Run CPU/FPGA Interaction Analysis
Launch the VTune Amplifier. For example:
/opt/intel/vtune_amplifier_2019/bin64/amplxe-gui
Create a project for your analysis, for example: hello_world_opencl.
Click Configure Analysis to start a new analysis.
Set up the CPU/FPGA Interaction analysis.
In the WHERE pane, select Local Host.
In the WHAT pane, select Launch Application and browse to the hello world application. Typically the application can be found under <sample app>/bin/host.
In the HOW pane, select CPU/FPGA Interaction from the available analysis types.
Click Start to begin the analysis.
Interpret Results
After data collection completes, the results are finalized and shown in the CPU/FPGA Interaction viewpoint. Start with the Summary tab to view the FPGA top compute tasks and well as the top tasks and hotspots for the CPU.

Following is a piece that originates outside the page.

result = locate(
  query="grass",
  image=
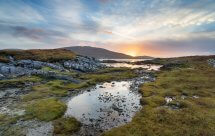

Switch to the Bottom-up tab to review the work size of a compute task and data transfer throughput. Use the timeline pane to review the FPGA utilization for compute and transfer.
Use the Platform tab to check the computing queue for the FPGA and host application. You can also find the start time and duration of each transfer and synchronization.